On a craggy, treeless Himalayan ridge, hundreds of Chinese and Indian soldiers shove each other, shout insults, and throw punches. A video posted on YouTube shows two Chinese soldiers rushing past the Indian guards and breaking into Indian territory. To calm the tension, an Indian commander shouts “Take it easy!” while his Chinese counterpart offers a cigarette to the Indians that no one accepts. Both sides keep their guns tucked safely away, but their video cameras out, to record any infraction by the other.

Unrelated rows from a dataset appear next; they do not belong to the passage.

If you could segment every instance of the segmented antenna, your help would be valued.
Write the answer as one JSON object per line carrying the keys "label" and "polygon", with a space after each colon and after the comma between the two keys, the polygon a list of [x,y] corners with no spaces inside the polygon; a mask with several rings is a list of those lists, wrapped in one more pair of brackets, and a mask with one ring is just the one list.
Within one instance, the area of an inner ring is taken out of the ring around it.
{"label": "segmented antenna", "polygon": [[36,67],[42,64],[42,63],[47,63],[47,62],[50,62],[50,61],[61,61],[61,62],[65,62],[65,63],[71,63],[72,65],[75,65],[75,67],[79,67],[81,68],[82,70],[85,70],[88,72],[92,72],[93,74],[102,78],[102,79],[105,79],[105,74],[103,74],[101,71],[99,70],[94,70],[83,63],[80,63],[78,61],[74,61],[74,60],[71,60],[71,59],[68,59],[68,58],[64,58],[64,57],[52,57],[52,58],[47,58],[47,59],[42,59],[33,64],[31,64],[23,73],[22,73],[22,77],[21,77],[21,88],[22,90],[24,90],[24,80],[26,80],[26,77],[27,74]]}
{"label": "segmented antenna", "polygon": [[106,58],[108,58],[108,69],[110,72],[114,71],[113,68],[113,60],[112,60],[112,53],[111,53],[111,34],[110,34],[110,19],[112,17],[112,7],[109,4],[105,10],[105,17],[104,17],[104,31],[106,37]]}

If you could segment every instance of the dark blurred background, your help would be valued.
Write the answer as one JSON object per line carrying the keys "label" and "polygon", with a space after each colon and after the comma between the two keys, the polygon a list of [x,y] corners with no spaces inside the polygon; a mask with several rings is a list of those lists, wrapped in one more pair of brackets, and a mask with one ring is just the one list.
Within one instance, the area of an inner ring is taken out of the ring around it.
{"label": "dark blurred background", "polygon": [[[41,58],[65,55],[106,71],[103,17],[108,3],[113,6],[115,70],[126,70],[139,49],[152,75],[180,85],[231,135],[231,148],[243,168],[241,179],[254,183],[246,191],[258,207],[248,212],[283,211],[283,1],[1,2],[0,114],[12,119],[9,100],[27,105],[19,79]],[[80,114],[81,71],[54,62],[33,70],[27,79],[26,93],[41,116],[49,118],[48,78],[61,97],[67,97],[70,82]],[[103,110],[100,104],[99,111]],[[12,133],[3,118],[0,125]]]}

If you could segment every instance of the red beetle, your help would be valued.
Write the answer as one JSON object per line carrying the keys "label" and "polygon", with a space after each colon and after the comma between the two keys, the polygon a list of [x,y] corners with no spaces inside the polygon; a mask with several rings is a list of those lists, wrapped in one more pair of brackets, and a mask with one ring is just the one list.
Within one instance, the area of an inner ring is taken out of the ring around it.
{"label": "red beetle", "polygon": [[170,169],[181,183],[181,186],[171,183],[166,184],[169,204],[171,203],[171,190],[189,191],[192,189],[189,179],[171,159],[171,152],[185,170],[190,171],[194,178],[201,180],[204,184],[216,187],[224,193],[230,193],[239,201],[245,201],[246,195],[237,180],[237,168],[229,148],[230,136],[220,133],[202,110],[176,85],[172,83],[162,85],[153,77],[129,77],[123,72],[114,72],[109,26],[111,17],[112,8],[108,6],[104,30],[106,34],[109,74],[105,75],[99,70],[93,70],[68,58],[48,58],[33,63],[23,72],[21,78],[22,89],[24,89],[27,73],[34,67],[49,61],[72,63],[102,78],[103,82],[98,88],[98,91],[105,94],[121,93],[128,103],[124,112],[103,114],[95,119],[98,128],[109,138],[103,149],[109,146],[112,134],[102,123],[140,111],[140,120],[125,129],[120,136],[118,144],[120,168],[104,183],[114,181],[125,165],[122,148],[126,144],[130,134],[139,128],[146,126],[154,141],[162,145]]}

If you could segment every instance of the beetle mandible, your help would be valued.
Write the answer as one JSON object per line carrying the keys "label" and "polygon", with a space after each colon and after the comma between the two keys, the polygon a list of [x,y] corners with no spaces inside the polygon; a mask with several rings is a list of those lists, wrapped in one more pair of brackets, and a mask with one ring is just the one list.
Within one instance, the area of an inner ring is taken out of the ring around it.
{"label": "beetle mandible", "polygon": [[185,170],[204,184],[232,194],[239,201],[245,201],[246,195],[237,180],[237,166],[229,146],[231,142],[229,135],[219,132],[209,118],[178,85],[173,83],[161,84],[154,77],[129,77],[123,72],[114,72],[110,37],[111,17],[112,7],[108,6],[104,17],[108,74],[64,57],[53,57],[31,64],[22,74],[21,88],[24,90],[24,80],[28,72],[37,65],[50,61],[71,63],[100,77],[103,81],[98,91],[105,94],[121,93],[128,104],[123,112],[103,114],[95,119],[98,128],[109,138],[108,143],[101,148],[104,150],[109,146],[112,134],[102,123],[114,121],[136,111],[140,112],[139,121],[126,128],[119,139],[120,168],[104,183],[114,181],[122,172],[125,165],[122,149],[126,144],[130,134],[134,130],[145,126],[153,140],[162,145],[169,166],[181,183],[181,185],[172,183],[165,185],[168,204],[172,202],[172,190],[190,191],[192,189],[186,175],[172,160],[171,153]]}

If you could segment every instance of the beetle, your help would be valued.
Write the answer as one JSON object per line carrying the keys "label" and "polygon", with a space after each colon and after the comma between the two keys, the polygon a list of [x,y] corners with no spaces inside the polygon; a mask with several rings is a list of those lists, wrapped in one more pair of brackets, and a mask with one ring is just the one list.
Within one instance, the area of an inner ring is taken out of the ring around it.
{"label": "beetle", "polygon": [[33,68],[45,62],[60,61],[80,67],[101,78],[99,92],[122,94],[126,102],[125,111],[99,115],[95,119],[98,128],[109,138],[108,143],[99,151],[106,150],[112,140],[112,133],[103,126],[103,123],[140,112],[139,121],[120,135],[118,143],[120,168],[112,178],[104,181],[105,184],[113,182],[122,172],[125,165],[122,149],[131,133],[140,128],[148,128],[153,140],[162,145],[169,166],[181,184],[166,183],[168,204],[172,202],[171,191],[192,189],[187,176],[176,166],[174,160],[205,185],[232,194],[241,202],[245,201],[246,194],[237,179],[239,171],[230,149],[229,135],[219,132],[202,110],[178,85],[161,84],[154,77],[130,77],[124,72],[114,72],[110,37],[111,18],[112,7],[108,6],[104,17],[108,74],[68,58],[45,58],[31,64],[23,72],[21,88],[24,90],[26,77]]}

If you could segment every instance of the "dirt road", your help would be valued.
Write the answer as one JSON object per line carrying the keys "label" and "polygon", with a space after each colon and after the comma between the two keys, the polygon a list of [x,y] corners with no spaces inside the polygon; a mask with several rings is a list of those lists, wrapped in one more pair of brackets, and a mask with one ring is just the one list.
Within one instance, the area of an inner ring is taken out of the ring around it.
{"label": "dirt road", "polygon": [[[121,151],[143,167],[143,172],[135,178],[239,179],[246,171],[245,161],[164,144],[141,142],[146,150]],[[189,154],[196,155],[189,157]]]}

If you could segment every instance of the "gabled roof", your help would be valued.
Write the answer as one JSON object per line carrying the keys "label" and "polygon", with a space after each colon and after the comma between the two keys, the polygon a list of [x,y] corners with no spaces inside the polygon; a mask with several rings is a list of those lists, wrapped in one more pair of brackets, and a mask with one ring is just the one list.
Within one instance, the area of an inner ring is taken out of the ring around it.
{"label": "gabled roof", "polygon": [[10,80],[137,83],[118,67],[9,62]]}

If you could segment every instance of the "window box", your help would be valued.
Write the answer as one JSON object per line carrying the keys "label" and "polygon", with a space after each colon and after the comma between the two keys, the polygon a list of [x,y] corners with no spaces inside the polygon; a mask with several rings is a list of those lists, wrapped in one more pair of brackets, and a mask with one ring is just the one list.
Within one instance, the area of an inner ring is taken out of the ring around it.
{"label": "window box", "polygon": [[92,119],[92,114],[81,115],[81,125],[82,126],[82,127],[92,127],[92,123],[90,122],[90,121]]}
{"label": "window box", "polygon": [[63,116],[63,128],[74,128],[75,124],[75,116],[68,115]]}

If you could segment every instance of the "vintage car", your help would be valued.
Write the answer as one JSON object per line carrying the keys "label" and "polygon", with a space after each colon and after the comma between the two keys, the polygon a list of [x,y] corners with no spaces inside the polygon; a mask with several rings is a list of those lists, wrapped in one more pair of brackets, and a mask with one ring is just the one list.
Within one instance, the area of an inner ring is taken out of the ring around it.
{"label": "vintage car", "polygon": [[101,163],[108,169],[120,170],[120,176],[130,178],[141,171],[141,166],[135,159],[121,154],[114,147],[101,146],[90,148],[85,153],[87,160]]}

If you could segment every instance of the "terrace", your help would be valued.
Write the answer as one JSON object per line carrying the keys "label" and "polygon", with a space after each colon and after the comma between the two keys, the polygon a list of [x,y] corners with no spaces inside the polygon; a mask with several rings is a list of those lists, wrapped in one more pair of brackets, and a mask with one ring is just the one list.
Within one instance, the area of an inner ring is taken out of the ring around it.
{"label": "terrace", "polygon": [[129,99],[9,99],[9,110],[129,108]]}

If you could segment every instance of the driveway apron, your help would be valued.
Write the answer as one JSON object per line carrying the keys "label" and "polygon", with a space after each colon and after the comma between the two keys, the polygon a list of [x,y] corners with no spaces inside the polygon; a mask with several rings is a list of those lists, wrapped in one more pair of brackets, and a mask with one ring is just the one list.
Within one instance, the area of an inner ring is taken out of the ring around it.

Thousands of miles to the south, an Indian fisherman in a tiny village near Chennai recently received an electronic tracking device. It will make him part of the eyes and ears of the Indian coast guard and navy. India is worried about terrorism from Pakistan and China’s increasing assertive- ness in the Indian Ocean, so it is issuing these devices to two hundred thousand fishing boats. From a central command center, the Indian coast guard will use these censors to distinguish Indian vessels from intruders, such as the boats that carried terrorists to Mumbai in 2009. Although they do not acknowledge it publicly, Indian naval officers also hope it will help them find the brand-new Chinese submarines and naval ships that increasingly creep past India’s shores on their way to Sri Lanka or Pakistan. Military tensions between India and China are high.

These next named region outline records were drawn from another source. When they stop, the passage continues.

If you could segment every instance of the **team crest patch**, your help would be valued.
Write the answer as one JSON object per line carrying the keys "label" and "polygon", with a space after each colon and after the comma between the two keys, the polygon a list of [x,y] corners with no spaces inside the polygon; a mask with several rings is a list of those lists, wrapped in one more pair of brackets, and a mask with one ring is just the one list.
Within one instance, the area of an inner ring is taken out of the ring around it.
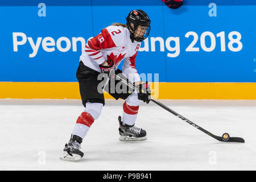
{"label": "team crest patch", "polygon": [[103,38],[103,36],[101,35],[98,38],[98,40],[101,43],[105,41],[104,38]]}
{"label": "team crest patch", "polygon": [[125,46],[126,46],[126,45],[124,45],[124,46],[122,46],[121,47],[120,47],[120,48],[119,48],[119,49],[118,49],[118,52],[123,52],[123,50],[125,50]]}

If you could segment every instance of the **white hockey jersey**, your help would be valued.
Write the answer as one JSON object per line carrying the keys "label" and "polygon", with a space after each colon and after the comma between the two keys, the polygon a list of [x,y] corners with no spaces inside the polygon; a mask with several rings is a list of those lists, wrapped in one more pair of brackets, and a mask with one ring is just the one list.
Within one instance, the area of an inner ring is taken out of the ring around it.
{"label": "white hockey jersey", "polygon": [[113,60],[117,69],[125,59],[122,73],[131,82],[135,82],[141,81],[135,65],[135,59],[141,44],[141,42],[131,41],[127,28],[110,26],[88,40],[80,60],[85,65],[101,72],[98,65],[105,60]]}

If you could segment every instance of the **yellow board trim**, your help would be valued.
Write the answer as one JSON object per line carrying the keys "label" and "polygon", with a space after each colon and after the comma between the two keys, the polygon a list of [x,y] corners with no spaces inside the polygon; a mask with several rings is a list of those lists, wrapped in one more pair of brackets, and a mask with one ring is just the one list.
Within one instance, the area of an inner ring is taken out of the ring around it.
{"label": "yellow board trim", "polygon": [[[256,100],[255,82],[151,83],[156,99]],[[104,93],[105,98],[113,98]],[[0,82],[0,98],[80,99],[78,82]]]}

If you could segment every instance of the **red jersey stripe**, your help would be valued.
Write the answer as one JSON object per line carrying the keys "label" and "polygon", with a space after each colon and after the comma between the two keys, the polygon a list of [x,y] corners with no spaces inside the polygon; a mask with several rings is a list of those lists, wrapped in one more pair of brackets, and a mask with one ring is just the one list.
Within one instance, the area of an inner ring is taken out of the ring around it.
{"label": "red jersey stripe", "polygon": [[101,58],[101,57],[102,57],[103,56],[103,55],[102,55],[101,56],[100,56],[100,57],[97,57],[97,58],[93,58],[93,59],[100,59],[100,58]]}
{"label": "red jersey stripe", "polygon": [[97,52],[94,52],[94,53],[93,53],[92,54],[91,54],[91,55],[89,55],[89,56],[95,56],[95,55],[97,55],[98,53],[99,53],[101,51],[97,51]]}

Chinese fishing boats are also getting into the act in a way that worries the United States and others. In March 2009, two Chinese trawlers nearly rammed a U.S. Navy surveillance ship, the Impeccable, south of China’s Hainan Island. They waved Chinese flags and yelled at the U.S. sailors to leave. When the Americans sprayed water at the ship, the Chinese bizarrely stripped down to their underwear and got even closer. Even as the Americans tried to leave the area, the trawlers dropped pieces of wood in the Impeccable’s path to stop it and tried to grab its sonar instruments. These types of incidents are becoming disturbingly common.
How will the two giants project military might? In spite of their mostly cooperative economic relations, the United States, India, and China are engaged in a gradual, great power military escalation that no one really wants. India is nervous about China’s moves into its traditional spheres of influence. China’s new submarines cruise the Indian Ocean, new border fortifications encroach on land India claims as its own in the Himalayas, and a series of new ports in South Asia will allow Chinese ships to rest and to push even closer to India’s shores.
In response, India is dramatically increasing its defense budget and stepping up military cooperation with Japan, Australia, the United States, and others. The Chinese interpret this as encirclement. It is a classic security dilemma.